Updates require the same review process as code. Adding to the deny-list (§IX) is cheap; removing or relaxing an invariant (§IVI, VIII) requires explicit justification in the proposal. Replacing a pattern (§VII) requires a design discussion linking to the new pattern; until that lands, the existing pattern stays.
When an invariant is contested in the moment, the resolution path is: (a) state the case in the relevant RFC or PR; (b) link it from this document; (c) update this document if the resolution changes the rule.
## XII. Source / origin
These invariants and patterns were extracted from the architectural decisions in:
- **MR-737** — Query Engine v2 RFC (the kernel scope and seams)

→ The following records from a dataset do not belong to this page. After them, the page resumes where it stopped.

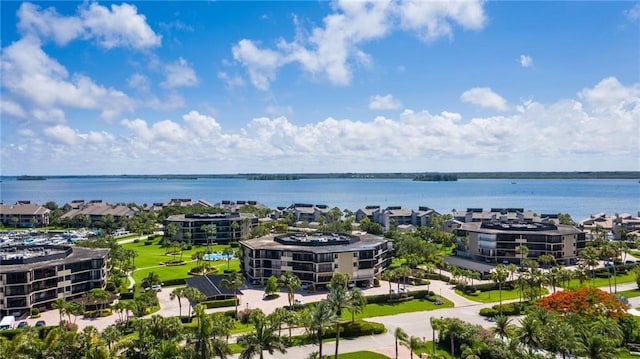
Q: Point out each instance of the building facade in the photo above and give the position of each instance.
(24, 214)
(35, 276)
(228, 226)
(314, 258)
(496, 242)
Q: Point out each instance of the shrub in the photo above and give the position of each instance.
(220, 303)
(488, 312)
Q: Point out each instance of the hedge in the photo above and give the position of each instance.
(231, 302)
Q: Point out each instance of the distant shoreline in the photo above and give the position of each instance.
(381, 175)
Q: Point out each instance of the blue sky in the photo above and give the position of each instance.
(398, 86)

- **MR-744** — Edge wildcards / alternation (one cell of the polymorphic-bindings matrix)
- **MR-765** — Arrow Flight transport (query, import, export)
- The schema migration program (**MR-694** family — additive evolution, safety tiers, idempotent replay)
- The policy program (**MR-722** / **MR-725** — predicate pushdown)
- The reconciler / index-lifecycle work (**MR-737 §5.16**, **MR-688**, **MR-679**, **MR-680**)
- The factorization and SIP work (**MR-737 §5.2**, **§5.3** — Kuzu / Ladybug inspiration)
- The polymorphic-bindings framing (**MR-737 §5.13** — one mechanism for eight cells)
- The Source-operator framing (**MR-737 §5.12** — one mechanism for all imports)
- The database-guarantees discussion (§VI): ACID dimensions, CAP-style consistency model, scale-system precedents (ClickHouse, Turbopuffer, LanceDB, Postgres). Each invariant in §VI corresponds to a specific named decision; see prior architecture discussions for the option space considered.
General precedent: Lance + LanceDB Enterprise architecture; ClickHouse merge subsystem; Kubernetes controllers; Postgres autovacuum; the FDAL stack (Flight + DataFusion + Arrow + Lance).
Adding a new invariant or pattern here means we've learned something — either from a hard call we made and want to preserve, or from a mistake we don't want to repeat. Both are worth recording.